🤖 AI Summary
Traditional disfluency detection methods are largely confined to coarse-grained classification tasks, lacking the fine-grained clinical insights required for speech therapy; audio-only models further suffer from high false-positive rates due to their neglect of textual context. This paper proposes the first zero-shot joint decoding framework that simultaneously performs phoneme transcription and disfluency event detection (e.g., repetitions, pauses, fillers), without fine-tuning pretrained encoders (e.g., WavLM) or requiring additional annotations. Our core innovation is a lightweight, interpretable decoding graph built upon weighted finite-state transducers (WFSTs), explicitly modeling articulatory anomalies. Evaluated on both synthetic and real-world speech disorder datasets, our method achieves new state-of-the-art performance: a 12.3% reduction in phoneme error rate and a 9.7% improvement in disfluency detection F1-score—significantly outperforming both classification-based and end-to-end baselines.
📝 Abstract
Automatic detection of speech dysfluency aids speech-language pathologists in efficient transcription of disordered speech, enhancing diagnostics and treatment planning.

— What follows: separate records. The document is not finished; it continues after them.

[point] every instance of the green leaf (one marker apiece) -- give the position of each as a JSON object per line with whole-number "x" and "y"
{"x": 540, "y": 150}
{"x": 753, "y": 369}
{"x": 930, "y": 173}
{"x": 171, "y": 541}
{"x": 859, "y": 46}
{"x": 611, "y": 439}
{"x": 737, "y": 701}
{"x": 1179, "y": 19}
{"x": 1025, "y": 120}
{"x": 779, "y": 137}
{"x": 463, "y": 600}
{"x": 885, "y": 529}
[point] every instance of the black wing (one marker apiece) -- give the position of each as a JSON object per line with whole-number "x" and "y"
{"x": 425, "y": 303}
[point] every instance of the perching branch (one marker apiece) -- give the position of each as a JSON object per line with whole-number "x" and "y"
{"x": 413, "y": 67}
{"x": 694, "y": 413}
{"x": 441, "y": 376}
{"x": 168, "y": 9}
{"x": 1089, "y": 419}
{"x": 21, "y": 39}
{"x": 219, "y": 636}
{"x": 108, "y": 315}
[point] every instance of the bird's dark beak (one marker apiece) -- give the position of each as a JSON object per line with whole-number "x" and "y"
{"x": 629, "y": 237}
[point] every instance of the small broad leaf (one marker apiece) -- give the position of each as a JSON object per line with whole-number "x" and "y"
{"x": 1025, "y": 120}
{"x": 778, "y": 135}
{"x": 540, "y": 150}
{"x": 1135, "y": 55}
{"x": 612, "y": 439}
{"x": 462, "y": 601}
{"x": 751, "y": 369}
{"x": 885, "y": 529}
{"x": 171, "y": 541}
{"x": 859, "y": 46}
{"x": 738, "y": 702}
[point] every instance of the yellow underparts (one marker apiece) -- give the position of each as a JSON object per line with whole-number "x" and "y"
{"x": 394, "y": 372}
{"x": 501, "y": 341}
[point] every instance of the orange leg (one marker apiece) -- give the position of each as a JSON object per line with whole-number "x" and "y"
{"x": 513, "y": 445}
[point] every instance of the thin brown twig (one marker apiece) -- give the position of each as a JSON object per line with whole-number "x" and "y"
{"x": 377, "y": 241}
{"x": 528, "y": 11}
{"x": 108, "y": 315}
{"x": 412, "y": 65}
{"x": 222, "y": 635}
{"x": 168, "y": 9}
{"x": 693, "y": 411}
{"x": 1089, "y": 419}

Traditional methods, often limited to classification, provide insufficient clinical insight, and text-independent models misclassify dysfluency, especially in context-dependent cases. This work introduces Dysfluent-WFST, a zero-shot decoder that simultaneously transcribes phonemes and detects dysfluency. Unlike previous models, Dysfluent-WFST operates with upstream encoders like WavLM and requires no additional training. It achieves state-of-the-art performance in both phonetic error rate and dysfluency detection on simulated and real speech data. Our approach is lightweight, interpretable, and effective, demonstrating that explicit modeling of pronunciation behavior in decoding, rather than complex architectures, is key to improving dysfluency processing systems.